The time draws near the birth of Christ:
The moon is hid; the night is still;
The Christmas bells from hill to hill
Answer each other in the mist.
Four voices of four hamlets round,
From far and near, on mead and moor,
Swell out and fail, as if a door
Were shut between me and the sound:
Each voice four changes on the wind,
That now dilate, and now decrease,
Peace and goodwill, goodwill and peace,
Peace and goodwill, to all mankind.
This year I slept and woke with pain,
I almost wish'd no more to wake,
And that my hold on life would break
Before I heard those bells again:
But they my troubled spirit rule,
For they controll'd me when a boy;
They bring me sorrow touch'd with joy,
The merry merry bells of Yule.
- We're getting another marker for the passage time: it's the Christmas season.
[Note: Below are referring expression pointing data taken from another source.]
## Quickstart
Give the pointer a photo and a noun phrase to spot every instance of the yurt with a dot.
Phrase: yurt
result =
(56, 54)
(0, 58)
- Tennyson can hear the Christmas bells echoing throughout his village. He even recreates this sonically with: "Peace and goodwill, goodwill and peace / Peace and goodwill, to all mankind" (579-580). These four phrases replicate the tolling of the overlapping bells.
- He notes that for this entire year (again, time seems shaky) he's been feeling the pain of loss—even to the point where he wished he were dead (yikes!).
- The bells, however, seem to soothe him. They "rule" his "troubled spirit" (585) and bring him both sadness and joy.